Closed rainy1551 closed 1 month ago

rainy1551 commented 1 month ago

Hi,

Thanks for your outstanding work—it’s truly impressive! I’m interested in experimenting with your code using some smaller datasets. Would it be possible? If yes, could you please advise on the characteristics that these datasets should have to ensure compatibility with your code?

Thank you for your help!

roymiles commented 1 month ago

Hi, thank you :D The code should be mostly the same. However, for smaller datasets (for example CIFAR) aggressive data augmentation would be much less effective; using rand augment will probably hurt the performance. Training for a long time is also quite important to get the best results from distillation, but if not you can always use some better loss functions (not MSE). Something like https://github.com/roymiles/Simple-Recipe-Distillation/blob/main/deit/models.py#L242 will work, though we didn't use it here in favour of simplicity. SGD with a lr schedule tends to give better results on CIFAR than Adam. These are just my empirical observations when working with smaller datasets.

As far as characteristics of the dataset itself goes, I'm not really sure. All the datasets I have looked at are class balanced. If there is a class inbalance, maybe using some long-tail tricks would help.

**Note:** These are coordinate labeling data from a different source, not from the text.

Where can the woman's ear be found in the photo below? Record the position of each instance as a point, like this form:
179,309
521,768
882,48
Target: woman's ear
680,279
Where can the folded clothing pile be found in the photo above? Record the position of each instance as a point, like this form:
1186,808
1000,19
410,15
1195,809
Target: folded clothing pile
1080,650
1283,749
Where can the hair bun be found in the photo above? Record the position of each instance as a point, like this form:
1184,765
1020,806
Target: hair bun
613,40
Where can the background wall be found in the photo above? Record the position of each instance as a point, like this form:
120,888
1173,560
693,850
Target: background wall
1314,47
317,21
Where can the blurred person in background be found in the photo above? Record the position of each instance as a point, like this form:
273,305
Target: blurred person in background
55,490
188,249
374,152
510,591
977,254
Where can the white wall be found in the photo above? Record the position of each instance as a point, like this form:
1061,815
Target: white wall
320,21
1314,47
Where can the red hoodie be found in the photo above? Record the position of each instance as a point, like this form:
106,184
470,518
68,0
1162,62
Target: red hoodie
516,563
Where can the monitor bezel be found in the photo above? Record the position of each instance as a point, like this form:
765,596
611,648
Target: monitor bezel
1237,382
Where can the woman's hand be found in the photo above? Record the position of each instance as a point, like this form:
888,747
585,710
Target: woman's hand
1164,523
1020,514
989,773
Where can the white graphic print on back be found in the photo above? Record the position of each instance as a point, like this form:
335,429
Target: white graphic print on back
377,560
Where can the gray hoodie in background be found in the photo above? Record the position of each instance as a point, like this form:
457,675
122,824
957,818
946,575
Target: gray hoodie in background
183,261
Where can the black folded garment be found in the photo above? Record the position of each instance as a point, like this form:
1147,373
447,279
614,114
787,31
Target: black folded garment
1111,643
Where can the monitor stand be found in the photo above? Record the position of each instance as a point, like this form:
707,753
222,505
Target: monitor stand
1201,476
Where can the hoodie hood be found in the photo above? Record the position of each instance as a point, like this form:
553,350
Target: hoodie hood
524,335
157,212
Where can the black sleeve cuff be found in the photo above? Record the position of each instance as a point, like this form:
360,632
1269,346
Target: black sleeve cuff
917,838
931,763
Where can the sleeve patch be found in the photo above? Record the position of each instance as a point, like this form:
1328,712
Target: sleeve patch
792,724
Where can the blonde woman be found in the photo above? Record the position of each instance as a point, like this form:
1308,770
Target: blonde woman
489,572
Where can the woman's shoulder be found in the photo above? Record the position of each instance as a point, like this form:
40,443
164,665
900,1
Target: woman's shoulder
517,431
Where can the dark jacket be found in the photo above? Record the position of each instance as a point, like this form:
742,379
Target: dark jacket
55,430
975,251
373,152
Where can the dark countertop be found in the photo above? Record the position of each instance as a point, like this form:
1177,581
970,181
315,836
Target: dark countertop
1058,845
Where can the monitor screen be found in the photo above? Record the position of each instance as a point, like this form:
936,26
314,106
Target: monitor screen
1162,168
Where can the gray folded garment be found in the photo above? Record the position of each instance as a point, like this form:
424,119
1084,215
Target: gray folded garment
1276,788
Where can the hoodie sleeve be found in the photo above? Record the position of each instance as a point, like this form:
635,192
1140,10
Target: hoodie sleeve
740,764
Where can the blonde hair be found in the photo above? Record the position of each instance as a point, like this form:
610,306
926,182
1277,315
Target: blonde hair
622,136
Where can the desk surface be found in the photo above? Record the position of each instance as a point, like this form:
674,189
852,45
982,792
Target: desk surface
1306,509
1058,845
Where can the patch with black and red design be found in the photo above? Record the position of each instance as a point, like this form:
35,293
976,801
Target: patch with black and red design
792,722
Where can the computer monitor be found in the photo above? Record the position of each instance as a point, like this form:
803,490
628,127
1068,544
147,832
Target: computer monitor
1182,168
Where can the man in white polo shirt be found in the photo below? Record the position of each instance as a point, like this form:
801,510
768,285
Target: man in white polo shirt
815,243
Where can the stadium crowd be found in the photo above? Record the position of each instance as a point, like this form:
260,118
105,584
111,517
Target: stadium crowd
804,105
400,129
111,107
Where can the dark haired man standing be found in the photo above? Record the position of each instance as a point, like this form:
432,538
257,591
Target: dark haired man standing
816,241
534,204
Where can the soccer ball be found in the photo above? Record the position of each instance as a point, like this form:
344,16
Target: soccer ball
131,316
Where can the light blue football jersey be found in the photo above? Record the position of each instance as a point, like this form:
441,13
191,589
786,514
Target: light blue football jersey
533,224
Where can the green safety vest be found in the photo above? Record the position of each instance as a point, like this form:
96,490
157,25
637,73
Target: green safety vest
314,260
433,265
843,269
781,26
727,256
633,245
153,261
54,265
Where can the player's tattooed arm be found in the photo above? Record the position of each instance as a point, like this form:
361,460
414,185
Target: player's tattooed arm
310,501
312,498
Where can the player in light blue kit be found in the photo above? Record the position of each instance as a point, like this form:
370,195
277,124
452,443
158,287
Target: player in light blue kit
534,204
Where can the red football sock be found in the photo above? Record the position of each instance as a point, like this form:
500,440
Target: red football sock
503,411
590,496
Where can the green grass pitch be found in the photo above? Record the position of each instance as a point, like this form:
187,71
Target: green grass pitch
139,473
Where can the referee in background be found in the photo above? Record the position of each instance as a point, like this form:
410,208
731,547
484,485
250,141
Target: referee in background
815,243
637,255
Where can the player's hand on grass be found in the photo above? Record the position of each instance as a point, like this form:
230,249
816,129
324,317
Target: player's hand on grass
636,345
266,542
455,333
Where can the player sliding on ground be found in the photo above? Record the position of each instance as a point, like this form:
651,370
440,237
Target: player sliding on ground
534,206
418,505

roymiles commented 1 month ago

In terms of compatbility with our code, we just use the huggingface datasets library: https://github.com/roymiles/vkd/blob/4b480506d10bad9bfaf27b144f5929ad4007472d/train.py#L84C22-L84C62

HuggingFace provide a tutorial for making your custom dataset which is compatable with this interface: https://huggingface.co/docs/datasets/en/create_dataset

Or you can use any of the existing datasets publically available: https://huggingface.co/datasets

rainy1551 commented 1 month ago

In terms of compatbility with our code, we just use the huggingface datasets library: https://github.com/roymiles/vkd/blob/4b480506d10bad9bfaf27b144f5929ad4007472d/train.py#L84C22-L84C62

HuggingFace provide a tutorial for making your custom dataset which is compatable with this interface: https://huggingface.co/docs/datasets/en/create_dataset

Or you can use any of the existing datasets publically available: https://huggingface.co/datasets

Thanks a lot for your detailed reply!